BascatLes temps sont mauvais, attention à vos fesses sepsepet

0 Ehven-i kiro cennetinde yeni bir hayat kurmak…

sepsepet to Message in a bottle,Sepet @ 14:19 — Tags:  

Simdi bir süredir sevgilimle ciddi bir tartismaya girdik, Avrupa mi, Türkiye mi, yoksam Amerika mi daha yasanilabilir bir yer mi diye..

Sebebi de beraber gelecek planlari yapmakta olmamiz.. Yani ayrilik olunca bulusmak gerci cok hos oluyor, ama yine de yillar gectikce insan bu belirsizlik ortamindan bikiyor. Özellikle de benim canima tak etmis durumda.

Ancak ikimizin de ortak bir sorunu var. Beraber yasamayi istemesine istiyoruz ama, nerede yasamak gerektigine bir türlü karar veremiyoruz..

Bir yandan hem bende, hem de onda bir Istanbul aski var. Ama gercekci olmak gerekirse özelde Istanbul (genelde Türkiye) aslinda bizimle alakasiz bir ülke..
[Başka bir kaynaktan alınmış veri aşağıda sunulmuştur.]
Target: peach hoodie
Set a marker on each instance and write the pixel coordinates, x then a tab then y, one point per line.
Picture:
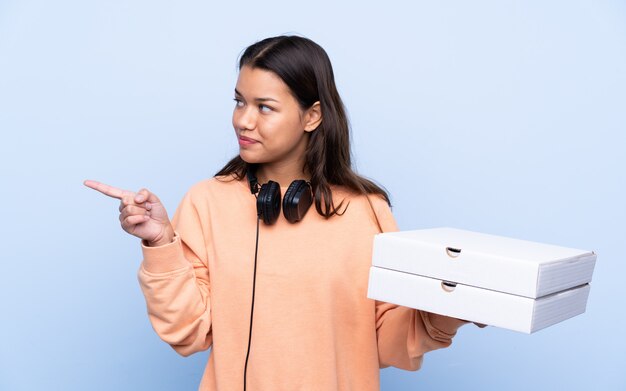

Yani dar bir cevrede hareket ediyoruz. Cevremizde toplasaniz bikacyüz kisi var, bunlarla takilip Istanbul’un bizim gibi oldugu yanilgisini hep beraber yasiyoruz. Sanirim buna “toplu halüsinasyon” deniyor.. 🙂

En basitinden sokaga cikiyorsun secim zamani, taksiye biniyorsun, taksiciye “sola dön” diyorsun, herif “Aman haaa, sakin sola oy verme kardesim” filan diyor, dumura ugruyorsun. (Bu olayi gercekten aynen böyle yasadim!) Ayri dünyalarda yasiyoruz yani… Maalesef bizim gibi “chosen 10.000” kisinin disindaki herkes böyle…

Cok mu elitistim? Evet öyleyim ve geriye kalanlarin hepsi kiro! Mümkünse onlari camin arkasindan izleyeyim ve benimle fazla muhattab olmasinlar!
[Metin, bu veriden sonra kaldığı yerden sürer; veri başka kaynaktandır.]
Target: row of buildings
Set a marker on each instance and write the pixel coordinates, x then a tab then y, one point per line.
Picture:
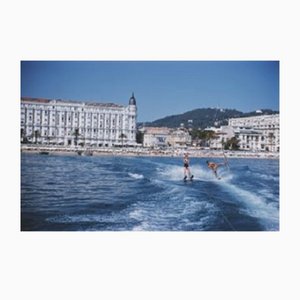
68	123
64	122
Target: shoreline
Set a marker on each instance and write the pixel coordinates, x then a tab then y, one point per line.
144	152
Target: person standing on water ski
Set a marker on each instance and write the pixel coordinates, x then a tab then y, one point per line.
186	167
214	166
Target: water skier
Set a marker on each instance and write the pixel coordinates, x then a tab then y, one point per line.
186	167
214	166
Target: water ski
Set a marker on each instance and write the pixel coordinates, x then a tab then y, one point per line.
185	178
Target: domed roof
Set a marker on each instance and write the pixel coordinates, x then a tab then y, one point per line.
132	100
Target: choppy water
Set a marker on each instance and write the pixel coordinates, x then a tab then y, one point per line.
75	193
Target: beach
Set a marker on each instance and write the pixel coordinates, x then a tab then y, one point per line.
141	151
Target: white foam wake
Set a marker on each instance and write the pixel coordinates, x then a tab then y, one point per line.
136	176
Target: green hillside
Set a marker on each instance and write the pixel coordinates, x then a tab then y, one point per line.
204	117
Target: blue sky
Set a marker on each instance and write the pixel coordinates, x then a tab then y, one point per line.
161	88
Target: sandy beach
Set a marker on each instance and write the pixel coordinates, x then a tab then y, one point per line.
178	152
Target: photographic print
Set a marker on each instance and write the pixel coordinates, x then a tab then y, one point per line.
149	145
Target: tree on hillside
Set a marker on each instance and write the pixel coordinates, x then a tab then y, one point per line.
232	144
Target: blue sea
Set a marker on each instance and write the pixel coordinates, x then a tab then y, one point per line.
107	193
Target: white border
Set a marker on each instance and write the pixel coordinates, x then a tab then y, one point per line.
148	265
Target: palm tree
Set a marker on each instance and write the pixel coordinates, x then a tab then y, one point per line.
37	134
76	134
271	137
122	136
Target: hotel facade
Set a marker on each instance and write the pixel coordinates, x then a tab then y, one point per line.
68	123
258	133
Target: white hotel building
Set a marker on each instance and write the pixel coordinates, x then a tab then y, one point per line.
258	133
69	123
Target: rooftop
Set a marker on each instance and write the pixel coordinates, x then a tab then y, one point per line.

Gercek bu ve bu gercegi degistirecek kadar yeni cocuk getirmiyor o 10.000 kisi dünyaya. Belli ki bir süre sonra neslimiz tükenecek ve Istanbul farkli bir popülasyonun elinde farkli bir seye bürünecek…
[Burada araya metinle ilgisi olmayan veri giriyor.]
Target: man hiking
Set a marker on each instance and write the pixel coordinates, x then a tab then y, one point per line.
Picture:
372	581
Bu aci gercekten hareketle gözümüzü Avrupa’ya cevirdik ve orada alternatifler ariyoruz sevgilimle… Lakin nereye baksak bizi tatmin etmiyor.

Bir kere sevgilimle konustugumuz yabanci lisanlar örtüsmüyor. Ingilizce haric.. Ama Ingiltere veya Amerika bana sempatik gelmiyor. (Anglo sakson zihniyet bana cok suni geliyor, taniyabildigim kadariyla…) Dolayisiyla ikimizden birisi yeni bir lisan ögrenmek zorunda. Hadi bence bu büyük bir sorun degil. Üc tane bilen dördüncüyü de ögrenir…

Asil sorun hangi Avrupa sehrinin bize Istanbul’u yasatabilecegi… Cünkü her ne kadar Istanbul’un kiro yüzünden nefret etsek de, sonuc itibariyle Avrupali da inanilmaz kiro geliyor bize… Bunu anlatabilmek cok zor.. Yani espri anlayisimiz uyusmuyor, dünyaya bakislar farkli, dostluk kriterleri apayri, degerler cok maddi..

Yani böyle duygusal düzlemde bir ortaklik yok Avrupali ile..

Ne kadar aci, degil mi? O kadar calis didin kariyer yap… Sonra da kendini dünyada bir uzayli gibi hisset…

Berlin calling!

Berlin calling!

Ama sonunda sanirim Berlin’de karar kilacak gibiyiz…

Avrupa’nin en marjinal ve en turkish oryantal sehri oldugu icin…

Sokaklarinda Almanca’dan cok, baska lisanlar konusuldugu icin…

Ve barlarinda istedigimiz gibi sigara icebildigimiz icin..

Berlin calling… Bekle geliyoruzzz!!!